However, the airlines and particularly the air cargo industry, obviously the driving force behind the bill, lobbied vigorously for it. They were joined by Secretary of Transportation Samuel Skinner and Department of Transportation lawyers, who labeled it "environmental legislation." A few representatives of citizens organizations were present during the Senate-House conference committee deliberations, although at this point no one may gain access to the committee room. Among them was Kathy Hall, director of the Suburban O'Hare Commission, who stood in the Senate hallway for three hours watching Senator Ford's staff bring the bill out, page by page, to consult with airline lobbyists waiting outside the conference room. [FN 2]

Congress passed the bill with little debate, undoubtedly because it was overshadowed by the budget crisis, and probably also because the legislation was touted as helping the environment. Infuriated citizens and environmental groups mounted a last-ditch campaign against the bill, but it proved to be too little, too late. An important change improvement did take place during the conference between the House and Senate versions. Representative James Oberstar of Minnesota demanded that the final version include a phase-out of the noisier Stage II aircraft. The act mandates such a phase-out by December 31, 2003, with 85% of the Stage II fleet to be phased out by the year 2000. During the phase-out period, no Stage II aircraft can be added to the U.S. fleet unless it is modified to meet Stage III noise requirements.

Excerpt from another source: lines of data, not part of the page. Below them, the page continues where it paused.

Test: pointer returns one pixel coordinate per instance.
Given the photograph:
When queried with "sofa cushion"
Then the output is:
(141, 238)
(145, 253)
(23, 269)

The act requires the FAA to develop by July 1, 1991, a national noise policy which includes intermediate phase-out dates, and a detailed economic analysis of the impact of this process on the airline and air cargo industry. Perhaps the most controversial provisions of the act curtail the freedom of local airports to require noise abatement measures such as flight procedures, evening or nighttime restrictions, curfews, and noise budgets. These kinds of restrictions cannot be imposed on Stage III aircraft without the FAA's approval or the consent of all of the airlines using that airport. Restrictions on Stage II aircraft may be imposed without the approval of the FAA, but must be preceded by a rigorous public information and notice process which includes analyzing the costs and benefits of various alternatives. Any airport plan must show that its noise abatement procedures do not place an "undue burden on the national aviation system," a term that has not been defined. If the FAA believes that any airport is causing such a burden by its Stage II noise restrictions, the airport's head tax privileges can be withdrawn.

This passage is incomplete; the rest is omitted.